In what has been branded the "largest known" case of insider trading based on computer hacking, a US man has admitted involvement in a complex scheme that netted millions in illicit profit by stealing unreleased press releases and using the information to rig stock market trades.
Leonid Momotok, 48, pleaded guilty in a New York district court for conspiracy to commit wire fraud and could face up to 20 years in prison alongside a heavy fine. Prosecutors allege that Momotok played a role in an international cybercrime operation that resulted in at least $30m in revenue.
According to the Department of Justice, between February 2010 and August 2015, Ukrainian hackers were able to compromise employee account details from three major newswire services – Marketwired, PR Newswire and Business Wire. Once inside, they targeted corporate earnings announcements, non-public press releases, financial data and product announcements.
The hackers then shared stolen press releases, which amounted to over 150,000 during the five-year period, to Momotok and other stock market traders through overseas servers. Those receiving insider information were then able to make trades before the information was made public and the markets had a chance to react.
In exchange for providing Momotok and other traders with the stolen press releases, the hackers received a percentage of the illegal proceeds, the DoJ said. When the underground crime ring was originally dismantled in August last year, 32 people were implicated.
The court filings show how the traders only had a short window of time to make sensitive transactions based on the stolen corporate information. As such, they routinely created "shopping lists" or "wish lists" for the hackers based on companies of interest – including Hewlett Packard (HP), Home Depot and Caterpillar.
"Using non-public press releases stolen by overseas hackers, Momotok and his group of traders engaged in a brazen scheme that was unprecedented in its scope, impact and sophistication," said United States attorney Robert Capers.
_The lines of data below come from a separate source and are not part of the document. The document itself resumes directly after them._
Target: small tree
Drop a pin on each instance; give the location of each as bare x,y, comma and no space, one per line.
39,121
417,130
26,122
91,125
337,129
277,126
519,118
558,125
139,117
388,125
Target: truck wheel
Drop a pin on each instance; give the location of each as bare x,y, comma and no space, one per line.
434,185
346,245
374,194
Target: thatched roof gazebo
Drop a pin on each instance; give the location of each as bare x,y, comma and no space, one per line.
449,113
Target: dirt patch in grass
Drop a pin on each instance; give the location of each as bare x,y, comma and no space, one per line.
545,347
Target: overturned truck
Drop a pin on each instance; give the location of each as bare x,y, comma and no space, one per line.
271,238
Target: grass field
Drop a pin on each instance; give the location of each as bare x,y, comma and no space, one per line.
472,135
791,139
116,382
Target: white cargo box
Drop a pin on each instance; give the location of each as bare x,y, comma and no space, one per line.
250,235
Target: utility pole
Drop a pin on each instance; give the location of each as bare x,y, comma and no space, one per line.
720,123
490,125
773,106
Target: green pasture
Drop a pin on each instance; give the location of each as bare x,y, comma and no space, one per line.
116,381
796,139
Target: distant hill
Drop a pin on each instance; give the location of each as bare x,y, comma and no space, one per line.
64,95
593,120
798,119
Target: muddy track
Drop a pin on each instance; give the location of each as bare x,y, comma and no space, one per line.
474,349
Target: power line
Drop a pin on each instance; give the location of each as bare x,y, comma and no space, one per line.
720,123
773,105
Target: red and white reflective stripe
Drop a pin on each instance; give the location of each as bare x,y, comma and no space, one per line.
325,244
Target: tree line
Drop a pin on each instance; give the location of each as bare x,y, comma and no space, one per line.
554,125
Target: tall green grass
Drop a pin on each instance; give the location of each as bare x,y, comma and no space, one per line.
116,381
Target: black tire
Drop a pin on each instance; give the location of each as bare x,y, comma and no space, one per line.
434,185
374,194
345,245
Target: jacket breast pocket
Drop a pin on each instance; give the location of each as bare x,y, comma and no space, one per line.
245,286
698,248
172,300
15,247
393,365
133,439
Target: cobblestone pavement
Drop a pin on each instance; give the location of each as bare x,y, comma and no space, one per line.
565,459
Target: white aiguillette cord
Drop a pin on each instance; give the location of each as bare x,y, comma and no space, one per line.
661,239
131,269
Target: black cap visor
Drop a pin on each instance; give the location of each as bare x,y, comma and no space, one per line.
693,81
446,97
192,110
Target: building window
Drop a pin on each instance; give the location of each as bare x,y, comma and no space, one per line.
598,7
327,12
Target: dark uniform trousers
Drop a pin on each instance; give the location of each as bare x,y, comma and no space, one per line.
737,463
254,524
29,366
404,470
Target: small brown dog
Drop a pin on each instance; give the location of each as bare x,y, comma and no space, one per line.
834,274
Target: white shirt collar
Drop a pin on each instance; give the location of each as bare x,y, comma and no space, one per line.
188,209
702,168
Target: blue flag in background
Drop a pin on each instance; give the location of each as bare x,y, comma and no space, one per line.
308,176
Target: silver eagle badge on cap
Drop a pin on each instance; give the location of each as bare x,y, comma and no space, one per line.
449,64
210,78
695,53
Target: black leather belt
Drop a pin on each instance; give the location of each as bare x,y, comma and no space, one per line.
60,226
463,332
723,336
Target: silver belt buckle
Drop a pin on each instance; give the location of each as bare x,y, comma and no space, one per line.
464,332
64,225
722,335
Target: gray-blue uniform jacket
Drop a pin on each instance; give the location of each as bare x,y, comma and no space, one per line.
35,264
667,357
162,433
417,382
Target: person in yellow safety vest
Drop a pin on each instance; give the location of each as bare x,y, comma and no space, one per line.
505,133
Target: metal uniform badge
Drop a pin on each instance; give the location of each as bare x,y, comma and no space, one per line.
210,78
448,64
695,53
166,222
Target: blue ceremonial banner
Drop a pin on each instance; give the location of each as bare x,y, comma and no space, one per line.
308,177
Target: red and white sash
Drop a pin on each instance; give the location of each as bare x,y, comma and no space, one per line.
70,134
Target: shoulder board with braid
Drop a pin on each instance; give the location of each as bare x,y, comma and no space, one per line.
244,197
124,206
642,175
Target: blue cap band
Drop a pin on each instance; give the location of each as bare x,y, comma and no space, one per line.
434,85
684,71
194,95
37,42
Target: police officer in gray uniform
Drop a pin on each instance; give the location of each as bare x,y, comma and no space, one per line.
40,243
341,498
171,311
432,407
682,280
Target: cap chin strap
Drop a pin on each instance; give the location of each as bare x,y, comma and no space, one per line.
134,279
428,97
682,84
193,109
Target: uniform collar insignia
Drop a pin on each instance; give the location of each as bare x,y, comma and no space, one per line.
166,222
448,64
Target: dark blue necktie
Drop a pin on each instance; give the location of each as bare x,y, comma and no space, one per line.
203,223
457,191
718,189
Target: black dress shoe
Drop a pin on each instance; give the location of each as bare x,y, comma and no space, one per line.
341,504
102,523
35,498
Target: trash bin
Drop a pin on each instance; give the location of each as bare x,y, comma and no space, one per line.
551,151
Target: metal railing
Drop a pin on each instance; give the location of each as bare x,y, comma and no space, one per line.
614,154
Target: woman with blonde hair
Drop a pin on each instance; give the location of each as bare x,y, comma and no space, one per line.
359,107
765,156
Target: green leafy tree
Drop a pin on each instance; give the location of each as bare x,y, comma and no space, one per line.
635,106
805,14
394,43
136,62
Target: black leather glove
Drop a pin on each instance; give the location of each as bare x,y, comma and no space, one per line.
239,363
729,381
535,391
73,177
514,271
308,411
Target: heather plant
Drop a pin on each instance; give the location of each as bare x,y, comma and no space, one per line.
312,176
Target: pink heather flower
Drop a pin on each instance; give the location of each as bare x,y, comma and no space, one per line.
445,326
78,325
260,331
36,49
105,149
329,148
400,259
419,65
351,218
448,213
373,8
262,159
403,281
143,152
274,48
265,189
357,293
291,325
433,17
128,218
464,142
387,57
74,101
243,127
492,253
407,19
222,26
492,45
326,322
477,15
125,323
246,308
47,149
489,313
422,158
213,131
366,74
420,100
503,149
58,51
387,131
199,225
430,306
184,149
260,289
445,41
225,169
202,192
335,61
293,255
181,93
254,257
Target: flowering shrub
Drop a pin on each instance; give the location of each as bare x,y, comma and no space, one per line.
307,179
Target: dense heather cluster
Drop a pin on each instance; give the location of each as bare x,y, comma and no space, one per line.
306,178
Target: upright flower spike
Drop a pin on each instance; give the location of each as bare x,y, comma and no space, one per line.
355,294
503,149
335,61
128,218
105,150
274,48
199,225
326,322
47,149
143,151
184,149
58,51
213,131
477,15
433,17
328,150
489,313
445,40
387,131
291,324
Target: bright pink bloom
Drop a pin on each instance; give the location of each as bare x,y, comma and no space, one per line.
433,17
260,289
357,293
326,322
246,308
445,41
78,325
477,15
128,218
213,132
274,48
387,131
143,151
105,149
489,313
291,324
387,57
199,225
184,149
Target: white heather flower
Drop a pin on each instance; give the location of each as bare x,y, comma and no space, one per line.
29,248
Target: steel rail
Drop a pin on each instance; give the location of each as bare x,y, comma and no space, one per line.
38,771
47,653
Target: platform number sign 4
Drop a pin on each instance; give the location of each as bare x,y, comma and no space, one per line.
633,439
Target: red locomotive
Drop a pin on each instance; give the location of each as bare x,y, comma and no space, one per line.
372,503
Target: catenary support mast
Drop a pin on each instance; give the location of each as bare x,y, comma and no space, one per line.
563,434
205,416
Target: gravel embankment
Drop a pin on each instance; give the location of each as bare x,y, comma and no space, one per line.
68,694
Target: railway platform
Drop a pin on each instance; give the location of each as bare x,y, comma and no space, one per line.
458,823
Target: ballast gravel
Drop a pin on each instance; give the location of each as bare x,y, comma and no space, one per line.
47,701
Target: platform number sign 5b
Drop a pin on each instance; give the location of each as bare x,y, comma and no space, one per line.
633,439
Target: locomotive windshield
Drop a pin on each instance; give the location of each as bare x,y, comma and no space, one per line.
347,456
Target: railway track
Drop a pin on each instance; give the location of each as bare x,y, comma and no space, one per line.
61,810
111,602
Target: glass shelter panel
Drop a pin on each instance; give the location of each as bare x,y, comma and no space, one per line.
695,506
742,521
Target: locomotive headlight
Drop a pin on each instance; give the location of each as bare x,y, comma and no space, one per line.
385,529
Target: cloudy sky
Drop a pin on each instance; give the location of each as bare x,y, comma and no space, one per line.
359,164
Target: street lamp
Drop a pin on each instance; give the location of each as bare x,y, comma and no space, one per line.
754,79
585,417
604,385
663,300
The court also heard how the Ukrainian hackers who ran the scheme sent online chat messages in Russian to each other. "I'm hacking prnewswire.com," one boasted. In another chat, the hackers discussed compromising at least 15 login credentials of Business Wire employees. During the initial arrest, the Ukrainian hackers were named as Ivan Turchynov and Oleksandr Ieremenko.
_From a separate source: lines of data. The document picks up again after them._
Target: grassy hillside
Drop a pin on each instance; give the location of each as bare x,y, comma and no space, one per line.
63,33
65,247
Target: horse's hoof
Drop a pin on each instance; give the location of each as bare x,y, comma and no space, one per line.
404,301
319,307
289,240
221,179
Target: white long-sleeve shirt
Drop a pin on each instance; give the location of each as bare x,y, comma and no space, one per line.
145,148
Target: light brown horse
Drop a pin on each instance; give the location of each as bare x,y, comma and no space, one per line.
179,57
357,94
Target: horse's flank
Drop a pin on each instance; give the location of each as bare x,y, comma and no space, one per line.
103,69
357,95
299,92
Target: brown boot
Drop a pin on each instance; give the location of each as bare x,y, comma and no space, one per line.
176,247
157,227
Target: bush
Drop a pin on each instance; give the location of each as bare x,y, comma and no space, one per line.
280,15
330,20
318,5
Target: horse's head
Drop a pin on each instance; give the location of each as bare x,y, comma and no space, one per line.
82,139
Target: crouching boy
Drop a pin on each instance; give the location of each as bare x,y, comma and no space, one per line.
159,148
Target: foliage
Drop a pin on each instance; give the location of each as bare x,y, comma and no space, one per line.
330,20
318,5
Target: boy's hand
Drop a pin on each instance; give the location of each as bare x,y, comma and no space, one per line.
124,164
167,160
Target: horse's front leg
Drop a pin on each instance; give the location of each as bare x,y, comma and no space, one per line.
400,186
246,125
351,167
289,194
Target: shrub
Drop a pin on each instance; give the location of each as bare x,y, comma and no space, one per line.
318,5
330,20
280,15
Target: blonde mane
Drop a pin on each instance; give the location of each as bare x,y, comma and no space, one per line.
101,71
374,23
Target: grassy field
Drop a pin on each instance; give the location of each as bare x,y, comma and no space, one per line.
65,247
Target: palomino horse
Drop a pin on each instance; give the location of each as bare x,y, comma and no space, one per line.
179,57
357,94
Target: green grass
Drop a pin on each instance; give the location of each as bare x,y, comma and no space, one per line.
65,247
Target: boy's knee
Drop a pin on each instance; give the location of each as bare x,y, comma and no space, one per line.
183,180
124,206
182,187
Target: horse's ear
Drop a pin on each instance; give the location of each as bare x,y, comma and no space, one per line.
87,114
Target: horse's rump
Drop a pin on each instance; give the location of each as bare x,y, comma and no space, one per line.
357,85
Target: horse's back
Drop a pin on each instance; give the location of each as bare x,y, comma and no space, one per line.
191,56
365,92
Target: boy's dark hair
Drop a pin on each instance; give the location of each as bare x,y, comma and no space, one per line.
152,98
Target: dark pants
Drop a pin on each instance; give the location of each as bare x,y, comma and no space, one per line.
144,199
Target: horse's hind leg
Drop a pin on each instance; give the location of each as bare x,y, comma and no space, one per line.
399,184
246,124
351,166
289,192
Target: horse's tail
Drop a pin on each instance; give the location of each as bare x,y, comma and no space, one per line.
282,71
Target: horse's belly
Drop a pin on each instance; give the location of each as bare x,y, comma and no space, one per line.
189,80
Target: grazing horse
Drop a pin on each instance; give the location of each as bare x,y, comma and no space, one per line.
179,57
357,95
Assistant Director-in-Charge Diego Rodriguez said: "In one of the most sophisticated insider trading cases we've seen to-date, Momotok and other traders used information to trade on from not yet released press releases obtained by hackers from newswire services [...] today's guilty plea should send a message to others who seek to cheat the system for a lucrative payday- these schemes only end with prison time and forfeiture of those profits."